In his second of two years coaching Laval, Hartley led the team to a second overall placing with 43 wins and 88 points over the 70 game regular season schedule. The Titan led the QMJHL with 367 goals scored.

In the playoffs, Laval lost just one game. In the opening round, they swept Verdun College-Francais. In the semi-finals, they swept the Drummondville Voltigeurs. In the finals against the Sherbrooke Faucons, Laval let one get away but won the series in five games to capture the President’s Cup.

The 1993 Memorial Cup tournament was held in Sault Ste. Marie, Ontario. The Titan went 1-2 in the round robin. Laval beat the Swift Current Broncos 4-3 in the tie-breaker game before losing 3-1 to the Peterborough Petes in the semi-final matchup.

1996-97 Hershey Bears – AHL

In his first year coaching Hershey, Bob Hartley led the team to a second place finish in the Mid-Atlantic Division and second place overall in the American Hockey League. The Bears won 43 games and totalled 101 points over 80 games. Hershey had the least goals against in the AHL with 220.

In the opening round of the playoffs, the Bears ousted the Kentucky Thoroughblades, three games to one. The next two best of seven series both went the distance with Hershey beating the Philadelphia Phantoms 4-3 followed by a 4-3 victory over the Springfield Falcons to earn a place in the finals. The Bears met the Hamilton Bulldogs and dispatched their opponents in five games to capture the Calder Cup championship.
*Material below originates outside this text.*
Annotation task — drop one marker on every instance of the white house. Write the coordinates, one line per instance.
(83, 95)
2000-01 Colorado Avalanche – NHL

In his third of five years as head coach of the Avalanche, it was now or never for Hartley to win a Stanley Cup championship. Colorado was led by Joe Sakic, Ray Bourque and Patrick Roy, all now in the Hockey Hall of Fame and, at the time, nearing the end of their playing careers. 
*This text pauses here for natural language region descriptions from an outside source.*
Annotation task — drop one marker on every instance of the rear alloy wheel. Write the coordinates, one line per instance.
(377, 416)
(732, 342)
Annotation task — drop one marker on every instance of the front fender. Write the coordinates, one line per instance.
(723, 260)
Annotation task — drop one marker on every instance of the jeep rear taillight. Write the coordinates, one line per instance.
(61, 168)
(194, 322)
The Avalanche finished first overall in the NHL with 52 wins and 118 points in 82 games. Joe Sakic scored 54 goals and finished second to Pavel Bure’s 59 goals with the Florida Panthers. Sakic’s 118 points placed him second in the race for the Art Ross Trophy, behind Jaromir Jagr of the Pittsburgh Penguins with 121 points.
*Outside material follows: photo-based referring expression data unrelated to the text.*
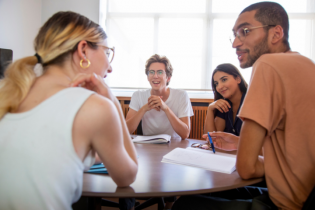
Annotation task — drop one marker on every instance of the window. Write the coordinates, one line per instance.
(194, 35)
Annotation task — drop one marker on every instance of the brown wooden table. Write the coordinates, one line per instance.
(157, 179)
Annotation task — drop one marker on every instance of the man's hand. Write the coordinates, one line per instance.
(221, 105)
(223, 140)
(156, 102)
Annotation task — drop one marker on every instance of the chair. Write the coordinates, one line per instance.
(310, 201)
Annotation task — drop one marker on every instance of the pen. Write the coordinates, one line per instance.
(210, 139)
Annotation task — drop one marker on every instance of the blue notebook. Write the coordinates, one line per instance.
(98, 169)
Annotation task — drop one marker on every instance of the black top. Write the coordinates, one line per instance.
(228, 117)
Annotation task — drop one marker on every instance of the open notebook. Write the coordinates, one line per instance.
(206, 159)
(97, 169)
(156, 139)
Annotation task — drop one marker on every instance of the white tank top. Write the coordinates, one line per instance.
(39, 168)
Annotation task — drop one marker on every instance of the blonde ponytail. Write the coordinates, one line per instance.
(17, 82)
(56, 39)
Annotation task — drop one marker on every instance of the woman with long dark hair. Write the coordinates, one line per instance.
(229, 88)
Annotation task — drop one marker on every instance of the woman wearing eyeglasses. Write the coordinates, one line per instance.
(229, 88)
(163, 110)
(53, 122)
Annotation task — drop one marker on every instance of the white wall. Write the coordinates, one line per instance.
(20, 21)
(88, 8)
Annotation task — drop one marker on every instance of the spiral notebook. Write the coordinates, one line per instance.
(97, 169)
(156, 139)
(206, 159)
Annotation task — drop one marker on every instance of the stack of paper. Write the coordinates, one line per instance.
(206, 159)
(97, 169)
(156, 139)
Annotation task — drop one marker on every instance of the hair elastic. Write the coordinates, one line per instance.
(39, 59)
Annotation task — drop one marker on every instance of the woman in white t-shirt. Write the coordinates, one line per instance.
(49, 127)
(163, 110)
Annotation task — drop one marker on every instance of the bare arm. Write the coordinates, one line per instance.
(134, 117)
(248, 163)
(106, 131)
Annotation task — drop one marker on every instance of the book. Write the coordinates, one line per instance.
(97, 169)
(156, 139)
(206, 159)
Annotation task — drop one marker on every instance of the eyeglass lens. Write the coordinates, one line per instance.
(240, 34)
(110, 54)
(159, 73)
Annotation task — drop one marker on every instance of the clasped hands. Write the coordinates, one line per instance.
(157, 103)
(223, 140)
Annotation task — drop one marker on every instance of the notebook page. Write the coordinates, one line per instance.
(208, 161)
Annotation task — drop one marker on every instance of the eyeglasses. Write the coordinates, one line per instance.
(241, 33)
(201, 146)
(110, 52)
(159, 73)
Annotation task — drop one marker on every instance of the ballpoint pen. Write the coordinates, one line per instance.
(210, 139)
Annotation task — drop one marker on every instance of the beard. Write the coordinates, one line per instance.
(259, 50)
In the opening round, Colorado swept the Vancouver Canucks in four games. In the Western Conference semi-finals, the Los Angeles Kings took Colorado to the seven game limit before allowing them to advance. In the Conference finals, the Avalanche eliminated the St. Louis Blues in five games. In the finals, Colorado met the New Jersey Devils and won their second Stanley Cup championship, winning four games to three.

2011-12 ZSC Lions – NLA

Bob coached in Switzerland for the 2011-12 season with the ZSC (Zurich) Lions of the elite National League A. The team finished the regular season in seventh place in the twelve team league with just eight playoff spots up for grabs. In a post season of upsets in Switzerland, the Lions defeated the fifth place SC Bern in the finals. It was Hartley’s only year coaching in Europe.